Chrubasik S, Model A, Black A, Pollak S
Department of Forensic Medicine, University of Freiburg, 79104 Freiburg, Germany.
Rheumatology (Oxford). 2003 Jan;42(1):141-8. doi: 10.1093/rheumatology/keg053.
This randomized, double-dummy, double-blind pilot study of acutely exacerbated low back pain was aimed to inform a definitive comparison between Doloteffin, a proprietary extract of Harpagophytum, and rofecoxib, a selective inhibitor of cyclo-oxygenase-2 (COX-2).

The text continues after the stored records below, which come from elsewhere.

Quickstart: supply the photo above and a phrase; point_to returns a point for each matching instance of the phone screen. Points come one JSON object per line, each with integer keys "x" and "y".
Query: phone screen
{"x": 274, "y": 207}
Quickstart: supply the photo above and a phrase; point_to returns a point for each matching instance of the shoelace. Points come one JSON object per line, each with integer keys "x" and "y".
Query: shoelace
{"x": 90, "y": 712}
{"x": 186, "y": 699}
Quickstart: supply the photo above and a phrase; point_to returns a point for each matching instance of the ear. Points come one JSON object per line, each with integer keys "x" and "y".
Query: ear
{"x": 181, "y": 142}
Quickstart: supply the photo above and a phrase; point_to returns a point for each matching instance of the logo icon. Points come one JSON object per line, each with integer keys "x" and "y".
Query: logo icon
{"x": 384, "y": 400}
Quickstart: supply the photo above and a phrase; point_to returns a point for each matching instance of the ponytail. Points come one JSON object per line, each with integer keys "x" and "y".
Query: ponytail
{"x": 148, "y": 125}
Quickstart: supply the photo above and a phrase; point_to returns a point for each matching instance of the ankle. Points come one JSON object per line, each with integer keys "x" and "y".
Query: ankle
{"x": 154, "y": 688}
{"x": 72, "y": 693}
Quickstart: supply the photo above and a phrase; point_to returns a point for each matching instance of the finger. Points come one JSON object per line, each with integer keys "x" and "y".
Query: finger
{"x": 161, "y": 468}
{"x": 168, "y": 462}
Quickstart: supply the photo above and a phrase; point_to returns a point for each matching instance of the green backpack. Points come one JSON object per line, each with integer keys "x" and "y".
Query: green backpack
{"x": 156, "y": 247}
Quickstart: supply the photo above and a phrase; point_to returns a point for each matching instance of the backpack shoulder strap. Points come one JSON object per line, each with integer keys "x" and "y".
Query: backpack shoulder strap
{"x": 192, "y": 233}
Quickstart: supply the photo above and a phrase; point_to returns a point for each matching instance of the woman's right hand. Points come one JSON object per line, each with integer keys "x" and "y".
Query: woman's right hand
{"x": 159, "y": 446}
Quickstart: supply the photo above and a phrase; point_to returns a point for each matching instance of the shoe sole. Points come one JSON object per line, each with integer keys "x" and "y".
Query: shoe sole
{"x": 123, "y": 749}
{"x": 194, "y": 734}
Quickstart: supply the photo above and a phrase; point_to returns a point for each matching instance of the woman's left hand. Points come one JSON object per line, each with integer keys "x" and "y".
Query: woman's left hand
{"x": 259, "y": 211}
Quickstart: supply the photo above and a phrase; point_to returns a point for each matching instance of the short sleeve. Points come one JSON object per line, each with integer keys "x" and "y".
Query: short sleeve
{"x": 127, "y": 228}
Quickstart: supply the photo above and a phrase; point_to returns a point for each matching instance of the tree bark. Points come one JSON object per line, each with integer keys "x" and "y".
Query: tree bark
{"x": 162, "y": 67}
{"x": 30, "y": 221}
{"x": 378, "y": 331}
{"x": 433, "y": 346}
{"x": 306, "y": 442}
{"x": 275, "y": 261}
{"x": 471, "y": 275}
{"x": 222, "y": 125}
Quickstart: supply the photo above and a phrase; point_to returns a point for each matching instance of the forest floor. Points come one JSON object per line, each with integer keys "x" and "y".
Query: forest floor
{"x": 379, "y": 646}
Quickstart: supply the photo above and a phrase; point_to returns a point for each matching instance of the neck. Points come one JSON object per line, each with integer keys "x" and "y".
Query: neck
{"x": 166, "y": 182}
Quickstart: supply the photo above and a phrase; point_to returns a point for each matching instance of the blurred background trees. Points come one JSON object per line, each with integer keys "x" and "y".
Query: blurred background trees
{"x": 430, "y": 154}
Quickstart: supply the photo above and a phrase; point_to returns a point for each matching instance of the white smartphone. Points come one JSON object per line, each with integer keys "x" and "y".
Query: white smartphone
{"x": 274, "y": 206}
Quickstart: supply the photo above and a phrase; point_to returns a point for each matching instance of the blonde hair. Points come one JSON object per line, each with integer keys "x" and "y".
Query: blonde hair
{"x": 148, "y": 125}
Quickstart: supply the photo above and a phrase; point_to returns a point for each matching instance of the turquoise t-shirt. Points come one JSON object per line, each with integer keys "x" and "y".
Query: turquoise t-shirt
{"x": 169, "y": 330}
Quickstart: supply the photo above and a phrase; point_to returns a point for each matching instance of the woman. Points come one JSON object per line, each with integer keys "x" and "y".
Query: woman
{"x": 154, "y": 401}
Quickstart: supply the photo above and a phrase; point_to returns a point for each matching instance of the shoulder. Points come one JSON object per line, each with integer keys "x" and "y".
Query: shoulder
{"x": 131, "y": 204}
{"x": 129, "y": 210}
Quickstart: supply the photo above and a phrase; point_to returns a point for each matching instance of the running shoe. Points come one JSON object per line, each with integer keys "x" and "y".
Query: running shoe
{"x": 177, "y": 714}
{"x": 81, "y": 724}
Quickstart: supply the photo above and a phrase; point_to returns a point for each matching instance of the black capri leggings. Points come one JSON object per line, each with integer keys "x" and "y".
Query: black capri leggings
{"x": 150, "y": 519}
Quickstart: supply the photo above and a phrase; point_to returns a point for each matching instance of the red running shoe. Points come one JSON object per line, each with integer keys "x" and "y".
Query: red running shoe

Forty-four patients (phyto-anti-inflammatory drug-PAID-group) received a daily dose of Doloteffin containing, inter alia, 60 mg of harpagoside for 6 weeks and 44 (non-steroidal anti-inflammatory drug-NSAID-group) received 12.5 mg/day of rofecoxib. All were allowed rescue medication of up to 400 mg/day of tramadol. Several outcome measures were examined at various intervals to obtain estimates of effect size and variability that might be used to decide the most suitable principal outcome measure and corresponding numbers required for a definitive study.

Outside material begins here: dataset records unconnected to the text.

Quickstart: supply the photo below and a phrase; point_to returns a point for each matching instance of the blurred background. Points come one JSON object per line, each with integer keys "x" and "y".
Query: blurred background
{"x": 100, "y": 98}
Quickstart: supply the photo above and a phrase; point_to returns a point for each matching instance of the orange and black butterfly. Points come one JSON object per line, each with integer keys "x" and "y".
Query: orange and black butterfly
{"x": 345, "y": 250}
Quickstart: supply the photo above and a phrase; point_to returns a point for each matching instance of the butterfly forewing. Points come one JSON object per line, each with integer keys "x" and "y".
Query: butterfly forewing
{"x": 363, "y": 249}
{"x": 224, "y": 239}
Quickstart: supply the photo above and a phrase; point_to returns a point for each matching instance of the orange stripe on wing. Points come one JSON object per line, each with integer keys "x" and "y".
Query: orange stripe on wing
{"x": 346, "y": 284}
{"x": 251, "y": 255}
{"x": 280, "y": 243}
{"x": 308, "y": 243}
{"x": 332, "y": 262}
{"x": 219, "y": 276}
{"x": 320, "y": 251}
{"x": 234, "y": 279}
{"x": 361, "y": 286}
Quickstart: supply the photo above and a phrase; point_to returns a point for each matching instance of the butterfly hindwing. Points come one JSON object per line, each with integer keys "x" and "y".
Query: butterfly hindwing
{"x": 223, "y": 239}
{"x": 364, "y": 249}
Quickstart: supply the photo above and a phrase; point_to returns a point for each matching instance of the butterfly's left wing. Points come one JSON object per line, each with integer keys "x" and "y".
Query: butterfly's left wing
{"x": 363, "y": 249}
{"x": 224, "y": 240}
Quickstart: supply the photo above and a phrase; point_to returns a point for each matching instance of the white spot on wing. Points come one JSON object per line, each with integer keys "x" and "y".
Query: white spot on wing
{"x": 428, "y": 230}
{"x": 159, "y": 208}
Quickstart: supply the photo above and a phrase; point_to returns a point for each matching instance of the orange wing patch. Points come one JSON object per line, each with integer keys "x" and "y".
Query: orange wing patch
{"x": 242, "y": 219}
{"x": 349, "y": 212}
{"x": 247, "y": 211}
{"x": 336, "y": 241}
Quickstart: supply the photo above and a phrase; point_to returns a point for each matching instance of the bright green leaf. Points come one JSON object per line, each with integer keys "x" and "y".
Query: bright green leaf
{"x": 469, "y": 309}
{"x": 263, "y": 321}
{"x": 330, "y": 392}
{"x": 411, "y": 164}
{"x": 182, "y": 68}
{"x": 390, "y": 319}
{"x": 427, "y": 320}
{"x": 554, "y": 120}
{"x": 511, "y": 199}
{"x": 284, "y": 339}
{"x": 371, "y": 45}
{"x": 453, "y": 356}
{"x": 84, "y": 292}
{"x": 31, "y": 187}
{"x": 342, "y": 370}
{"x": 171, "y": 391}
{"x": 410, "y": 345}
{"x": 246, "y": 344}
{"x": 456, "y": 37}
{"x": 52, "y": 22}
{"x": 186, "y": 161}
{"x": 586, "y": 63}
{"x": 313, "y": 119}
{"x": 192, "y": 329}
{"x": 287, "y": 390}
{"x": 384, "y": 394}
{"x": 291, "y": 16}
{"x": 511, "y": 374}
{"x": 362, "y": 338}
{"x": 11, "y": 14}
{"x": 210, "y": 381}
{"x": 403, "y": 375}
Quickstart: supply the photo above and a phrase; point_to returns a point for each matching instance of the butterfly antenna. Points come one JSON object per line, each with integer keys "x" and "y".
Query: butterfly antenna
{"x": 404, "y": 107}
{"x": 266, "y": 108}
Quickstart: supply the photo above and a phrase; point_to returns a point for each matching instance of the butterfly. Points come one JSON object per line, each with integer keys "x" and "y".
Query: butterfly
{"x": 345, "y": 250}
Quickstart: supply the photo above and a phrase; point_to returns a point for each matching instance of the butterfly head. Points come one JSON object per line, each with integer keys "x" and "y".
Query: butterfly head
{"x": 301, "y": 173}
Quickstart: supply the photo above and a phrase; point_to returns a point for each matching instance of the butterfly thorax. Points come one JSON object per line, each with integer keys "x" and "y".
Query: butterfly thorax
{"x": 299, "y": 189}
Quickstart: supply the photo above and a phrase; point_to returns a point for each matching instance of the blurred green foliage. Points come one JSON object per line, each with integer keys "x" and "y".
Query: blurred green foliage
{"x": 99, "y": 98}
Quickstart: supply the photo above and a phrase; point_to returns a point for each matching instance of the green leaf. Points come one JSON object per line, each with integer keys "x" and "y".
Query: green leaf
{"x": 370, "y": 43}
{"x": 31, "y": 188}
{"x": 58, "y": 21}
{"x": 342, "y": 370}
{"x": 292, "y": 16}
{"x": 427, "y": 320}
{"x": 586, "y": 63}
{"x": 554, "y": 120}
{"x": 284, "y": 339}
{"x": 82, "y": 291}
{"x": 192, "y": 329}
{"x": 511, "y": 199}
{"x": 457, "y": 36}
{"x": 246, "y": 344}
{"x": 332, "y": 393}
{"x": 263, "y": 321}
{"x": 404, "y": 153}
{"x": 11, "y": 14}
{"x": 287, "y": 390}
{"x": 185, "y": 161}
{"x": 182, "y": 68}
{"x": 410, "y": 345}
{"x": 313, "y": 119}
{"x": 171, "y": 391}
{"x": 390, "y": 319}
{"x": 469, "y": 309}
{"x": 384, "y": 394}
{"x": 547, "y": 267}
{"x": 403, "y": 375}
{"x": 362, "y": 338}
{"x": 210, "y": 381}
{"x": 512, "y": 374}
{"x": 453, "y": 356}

Forty-three PAID and 36 NSAID patients completed the study. Ten PAID and 5 NSAID patients reported no pain without rescue medication for at least 5 days of the 6th week of treatment. Eighteen PAID and 12 NSAID patients had more than a 50% reduction in the week's average of their pain scores between the 1st and 6th weeks. The mean percentage decrease from baseline in the pain component of the Arhus Index was 23 (S.D. 52) in PAID and 26 (S.D. 43) in NSAID. The corresponding measures for the overall Arhus Index were 11 (31) and 16 (24) and, for the Health Assessment Questionnaire, 7 (8) and 6 (7). Tramadol was used by 21 PAID patients and 13 NSAID patients. Fourteen patients in each group experienced 39 adverse effects, of which 28 (13 in PAID) were judged to some degree attributable to the study medications.

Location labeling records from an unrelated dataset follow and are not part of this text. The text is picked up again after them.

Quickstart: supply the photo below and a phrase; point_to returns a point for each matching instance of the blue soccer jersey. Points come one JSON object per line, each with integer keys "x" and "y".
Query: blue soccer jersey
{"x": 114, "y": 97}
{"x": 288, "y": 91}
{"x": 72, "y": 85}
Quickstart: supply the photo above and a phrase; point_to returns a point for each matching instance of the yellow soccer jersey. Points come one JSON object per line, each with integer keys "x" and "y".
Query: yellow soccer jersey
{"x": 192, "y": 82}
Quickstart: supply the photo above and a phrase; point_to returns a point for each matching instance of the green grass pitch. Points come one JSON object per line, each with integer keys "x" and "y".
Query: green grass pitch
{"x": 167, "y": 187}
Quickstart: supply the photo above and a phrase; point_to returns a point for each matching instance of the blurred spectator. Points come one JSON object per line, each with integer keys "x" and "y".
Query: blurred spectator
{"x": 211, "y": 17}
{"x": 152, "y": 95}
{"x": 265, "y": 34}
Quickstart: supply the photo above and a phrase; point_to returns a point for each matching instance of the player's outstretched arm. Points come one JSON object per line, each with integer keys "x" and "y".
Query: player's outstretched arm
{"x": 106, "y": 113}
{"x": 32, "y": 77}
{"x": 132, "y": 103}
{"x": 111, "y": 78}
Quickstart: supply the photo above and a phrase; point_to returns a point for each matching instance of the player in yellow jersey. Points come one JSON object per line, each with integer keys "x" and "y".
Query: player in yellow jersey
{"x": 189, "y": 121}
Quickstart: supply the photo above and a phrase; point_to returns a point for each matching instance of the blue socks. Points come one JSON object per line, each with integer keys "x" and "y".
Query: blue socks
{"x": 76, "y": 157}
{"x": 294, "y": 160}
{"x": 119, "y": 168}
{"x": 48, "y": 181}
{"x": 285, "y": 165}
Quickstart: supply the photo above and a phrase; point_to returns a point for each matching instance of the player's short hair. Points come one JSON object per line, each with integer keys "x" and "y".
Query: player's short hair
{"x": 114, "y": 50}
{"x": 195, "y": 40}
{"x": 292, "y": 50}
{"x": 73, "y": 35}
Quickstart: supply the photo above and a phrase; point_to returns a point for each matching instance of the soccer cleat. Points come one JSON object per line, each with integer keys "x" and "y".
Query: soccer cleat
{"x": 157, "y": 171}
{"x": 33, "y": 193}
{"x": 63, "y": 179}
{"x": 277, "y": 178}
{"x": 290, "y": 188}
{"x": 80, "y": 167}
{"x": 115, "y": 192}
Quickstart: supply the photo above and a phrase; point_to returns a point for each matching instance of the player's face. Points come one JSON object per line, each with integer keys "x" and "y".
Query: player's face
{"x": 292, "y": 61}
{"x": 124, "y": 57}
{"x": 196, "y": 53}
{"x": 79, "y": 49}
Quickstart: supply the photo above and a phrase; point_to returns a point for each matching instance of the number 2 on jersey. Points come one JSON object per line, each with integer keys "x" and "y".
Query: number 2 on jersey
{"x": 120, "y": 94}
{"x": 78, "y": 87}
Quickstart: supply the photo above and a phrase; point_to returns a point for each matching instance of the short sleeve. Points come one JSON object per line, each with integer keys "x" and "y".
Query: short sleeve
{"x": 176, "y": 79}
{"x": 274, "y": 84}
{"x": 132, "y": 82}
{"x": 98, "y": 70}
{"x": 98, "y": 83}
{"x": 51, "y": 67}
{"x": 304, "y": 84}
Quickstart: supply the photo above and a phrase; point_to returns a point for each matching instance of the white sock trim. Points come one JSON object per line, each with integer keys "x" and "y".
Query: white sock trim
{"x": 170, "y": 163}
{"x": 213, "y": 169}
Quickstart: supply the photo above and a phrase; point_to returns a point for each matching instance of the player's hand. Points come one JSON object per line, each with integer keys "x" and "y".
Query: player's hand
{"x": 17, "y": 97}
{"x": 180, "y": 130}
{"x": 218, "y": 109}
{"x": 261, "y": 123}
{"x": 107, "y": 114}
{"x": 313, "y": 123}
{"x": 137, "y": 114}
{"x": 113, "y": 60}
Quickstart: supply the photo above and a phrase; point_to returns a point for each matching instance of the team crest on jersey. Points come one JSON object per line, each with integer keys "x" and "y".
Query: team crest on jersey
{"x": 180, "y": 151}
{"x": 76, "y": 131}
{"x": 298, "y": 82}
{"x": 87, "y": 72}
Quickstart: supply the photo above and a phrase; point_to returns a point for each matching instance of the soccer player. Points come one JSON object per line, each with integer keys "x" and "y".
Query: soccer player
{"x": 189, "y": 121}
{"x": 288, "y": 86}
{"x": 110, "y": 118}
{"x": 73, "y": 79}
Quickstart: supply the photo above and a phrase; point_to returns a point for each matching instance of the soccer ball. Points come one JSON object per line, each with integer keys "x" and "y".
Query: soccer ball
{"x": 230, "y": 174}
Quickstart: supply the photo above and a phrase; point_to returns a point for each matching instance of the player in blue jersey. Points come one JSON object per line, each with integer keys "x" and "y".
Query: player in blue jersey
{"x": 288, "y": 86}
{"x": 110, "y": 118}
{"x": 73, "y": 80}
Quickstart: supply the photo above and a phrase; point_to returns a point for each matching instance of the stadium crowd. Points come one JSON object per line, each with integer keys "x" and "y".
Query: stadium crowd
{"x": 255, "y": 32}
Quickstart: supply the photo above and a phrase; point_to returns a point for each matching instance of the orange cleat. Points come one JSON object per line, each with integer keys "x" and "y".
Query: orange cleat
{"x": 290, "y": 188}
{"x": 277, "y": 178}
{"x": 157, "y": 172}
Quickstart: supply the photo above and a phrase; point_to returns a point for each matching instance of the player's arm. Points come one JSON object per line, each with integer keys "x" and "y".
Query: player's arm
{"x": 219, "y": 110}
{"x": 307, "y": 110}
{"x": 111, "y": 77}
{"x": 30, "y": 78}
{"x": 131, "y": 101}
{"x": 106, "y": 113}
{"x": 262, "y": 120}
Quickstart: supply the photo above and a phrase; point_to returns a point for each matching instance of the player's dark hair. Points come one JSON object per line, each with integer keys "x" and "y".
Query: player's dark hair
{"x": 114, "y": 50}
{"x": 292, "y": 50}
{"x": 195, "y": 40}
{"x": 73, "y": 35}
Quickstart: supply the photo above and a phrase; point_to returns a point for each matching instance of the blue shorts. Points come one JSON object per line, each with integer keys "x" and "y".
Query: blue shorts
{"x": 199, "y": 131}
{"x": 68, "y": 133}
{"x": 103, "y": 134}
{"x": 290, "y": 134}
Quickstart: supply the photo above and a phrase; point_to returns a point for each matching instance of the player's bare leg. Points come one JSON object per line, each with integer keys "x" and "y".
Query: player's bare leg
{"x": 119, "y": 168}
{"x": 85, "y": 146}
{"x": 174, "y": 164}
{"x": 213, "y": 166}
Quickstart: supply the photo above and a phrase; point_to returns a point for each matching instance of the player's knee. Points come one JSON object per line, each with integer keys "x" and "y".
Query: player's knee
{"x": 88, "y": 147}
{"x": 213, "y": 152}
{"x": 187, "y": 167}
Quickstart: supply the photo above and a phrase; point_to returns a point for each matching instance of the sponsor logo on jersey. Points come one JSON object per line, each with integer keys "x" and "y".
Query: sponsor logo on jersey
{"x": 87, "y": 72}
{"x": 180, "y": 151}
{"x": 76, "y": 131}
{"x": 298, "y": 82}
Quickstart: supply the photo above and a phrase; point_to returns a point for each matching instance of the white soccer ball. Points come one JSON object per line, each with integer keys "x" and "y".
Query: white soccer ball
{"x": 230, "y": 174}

Though no significant intergroup differences were demonstrable, large numbers will be needed to show equivalence.
本项关于急性加重性腰痛的随机、双模拟、双盲试验性研究旨在为黑种草属植物的专利提取物多乐芬(Doloteffin)与环氧化酶 -2(COX -2)选择性抑制剂罗非昔布之间的确切比较提供信息。
44 名患者(植物抗炎药组 - PAID 组)接受每日剂量的多乐芬,其中除其他成分外含有 60 毫克哈帕苷,持续 6 周;44 名患者(非甾体抗炎药组 - NSAID 组)接受每日 12.5 毫克的罗非昔布。所有患者均允许使用每日剂量高达 400 毫克的曲马多作为急救药物。在不同时间间隔检查了多项结局指标,以获取效应大小和变异性的估计值,这些估计值可用于确定最合适的主要结局指标以及确定性研究所需的相应样本量。
43 名 PAID 组患者和 36 名 NSAID 组患者完成了研究。10 名 PAID 组患者和 5 名 NSAID 组患者在治疗第 6 周的至少 5 天内未使用急救药物且无疼痛报告。18 名 PAID 组患者和 12 名 NSAID 组患者在第 1 周和第 6 周期间其每周平均疼痛评分降低超过 50%。PAID 组中奥尔胡斯指数疼痛成分较基线的平均百分比下降为 23(标准差 52),NSAID 组为 26(标准差 43)。奥尔胡斯指数总体的相应测量值分别为 11(31)和 16(24),健康评估问卷的相应测量值分别为 7(8)和 6(7)。21 名 PAID 组患者和 13 名 NSAID 组患者使用了曲马多。每组 14 名患者出现了 39 次不良反应,其中 28 次(PAID 组 13 次)在某种程度上被判定归因于研究药物。
尽管未显示出显著的组间差异,但需要大量样本才能证明等效性。